上巻はこちら。
上巻にはおもしろい怪談作品が収録されていましたけど下巻は怪奇って感じです。怪奇小説集なんだから当然といえば当然。
好きな作品が載っていました。吉屋信子「鬼火」と半村良「箪笥」。
吉屋信子「鬼火」
怪談ではないし、かといって怪奇かっていうと怪奇って感じでもないんです。ホラーでもない。でもなーんかこわいんです。ヒトコワ。数ページの短い作品です。鋭いこわさ。この作品については『吉屋信子集 生霊』で感想を残しています。
半村良「箪笥」
怪談アンソロジーに入っていたりする作品。けど怪談って感じでもないんです。でもなーんかこわいんです。じわじわくるこわさ。この作品については『能登怪異譚』で感想を残しています。
伊波南哲「逆立ち幽霊」と柴田錬三郎「兵隊と幽霊」は怪談。けどこわくはないです。でも怪談です。怪談がこわくなくて、怪談じゃないものがこわい。なんてことはよくあります。

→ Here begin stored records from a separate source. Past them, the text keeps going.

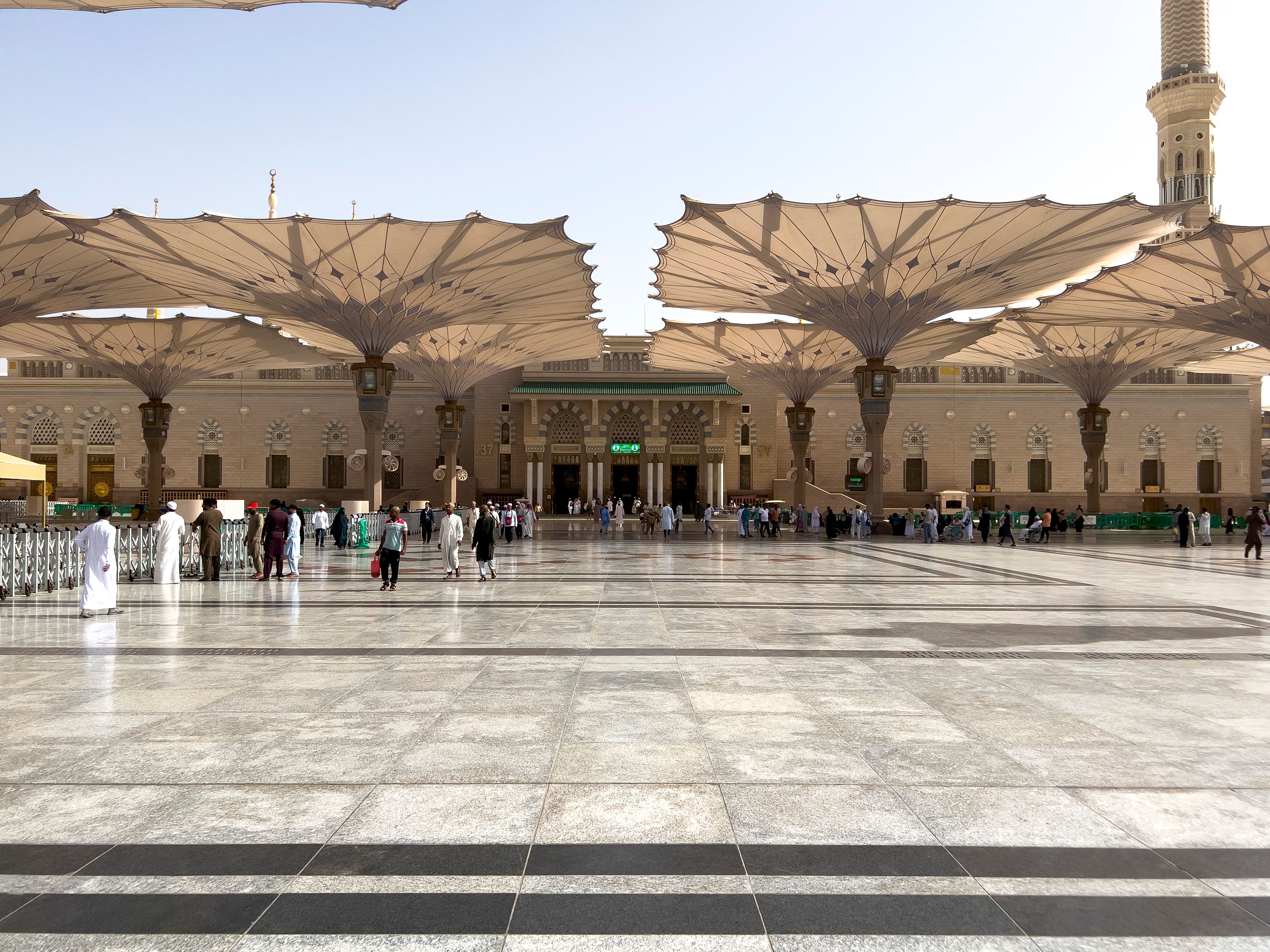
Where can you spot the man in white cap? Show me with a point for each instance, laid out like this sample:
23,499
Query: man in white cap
101,582
168,532
321,522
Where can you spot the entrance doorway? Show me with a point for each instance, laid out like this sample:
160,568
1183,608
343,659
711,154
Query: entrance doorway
626,484
566,484
684,487
101,478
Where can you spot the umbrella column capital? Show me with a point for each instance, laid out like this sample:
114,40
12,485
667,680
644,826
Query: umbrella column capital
155,417
1094,440
450,423
876,386
373,380
799,418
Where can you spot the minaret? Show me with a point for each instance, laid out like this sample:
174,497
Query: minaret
1184,103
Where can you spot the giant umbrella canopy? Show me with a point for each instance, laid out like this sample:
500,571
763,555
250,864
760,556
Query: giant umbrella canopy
359,287
157,357
1093,360
44,272
798,360
876,272
458,357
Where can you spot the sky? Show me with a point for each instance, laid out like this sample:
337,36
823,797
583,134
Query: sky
608,112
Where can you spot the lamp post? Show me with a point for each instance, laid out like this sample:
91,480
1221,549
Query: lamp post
876,385
1094,439
374,384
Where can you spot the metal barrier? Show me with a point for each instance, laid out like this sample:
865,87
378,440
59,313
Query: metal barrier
44,560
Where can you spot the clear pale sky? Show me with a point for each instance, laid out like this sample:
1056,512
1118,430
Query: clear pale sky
608,111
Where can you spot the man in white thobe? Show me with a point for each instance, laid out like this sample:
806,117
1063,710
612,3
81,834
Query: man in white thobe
451,535
168,534
101,573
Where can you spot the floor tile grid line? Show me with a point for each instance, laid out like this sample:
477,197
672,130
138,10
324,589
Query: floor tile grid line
727,810
93,860
543,809
291,881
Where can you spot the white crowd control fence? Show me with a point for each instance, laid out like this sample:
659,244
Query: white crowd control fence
35,559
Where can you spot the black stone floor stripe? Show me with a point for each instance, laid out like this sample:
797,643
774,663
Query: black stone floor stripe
204,860
637,915
883,916
636,860
46,860
130,913
1132,916
13,900
779,860
420,860
1067,862
513,652
385,913
1221,864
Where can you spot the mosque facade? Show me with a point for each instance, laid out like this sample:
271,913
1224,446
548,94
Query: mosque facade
613,426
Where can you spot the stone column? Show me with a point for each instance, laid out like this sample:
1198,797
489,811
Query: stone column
876,385
373,380
798,418
1094,440
450,422
155,417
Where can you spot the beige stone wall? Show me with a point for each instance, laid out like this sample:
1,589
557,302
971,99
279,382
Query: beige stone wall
948,439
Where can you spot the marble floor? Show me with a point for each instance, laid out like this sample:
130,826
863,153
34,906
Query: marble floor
625,744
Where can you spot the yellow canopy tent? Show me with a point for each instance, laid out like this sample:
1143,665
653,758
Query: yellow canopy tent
14,468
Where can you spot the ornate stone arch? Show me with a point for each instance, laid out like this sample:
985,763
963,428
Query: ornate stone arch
498,429
335,437
983,441
556,411
211,434
277,436
1151,442
856,444
625,407
394,437
1041,441
33,417
688,407
84,426
915,441
1208,441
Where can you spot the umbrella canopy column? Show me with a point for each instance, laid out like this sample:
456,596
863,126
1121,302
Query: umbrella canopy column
1094,439
450,422
155,418
374,382
876,385
798,418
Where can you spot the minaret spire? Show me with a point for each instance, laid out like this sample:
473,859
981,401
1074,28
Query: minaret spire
1184,103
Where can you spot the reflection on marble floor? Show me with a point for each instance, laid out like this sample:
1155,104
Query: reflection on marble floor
625,744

この本のなかで印象に残った作品は、平井呈一「真夜中の檻」と野坂昭如「骨餓身峠死人葛」。凄味と表現したらいいのかなんなのか……。圧倒されるというか、呆気にとられるというか……。迫力のある作品。好きです。
平井呈一「真夜中の檻」
山村のお屋敷で起こる物語。恐怖小説。ホラー的。なんですけど前半のなにか起きそうな怪しげな雰囲気は怪談っぽさがあっておもしろいです。この方が怪談を書いたらものすごくこわかったんじゃないかと想像したりもしました。読んでいてゾワゾワくるんです(前半部分)。この作品のすごいのは独特の凄味。どの部分からそう感じているのか自分でもよくわからないので説明できないんですけど、なんかすごいんですよ。
野坂昭如「骨餓身峠死人葛」もすごすぎます。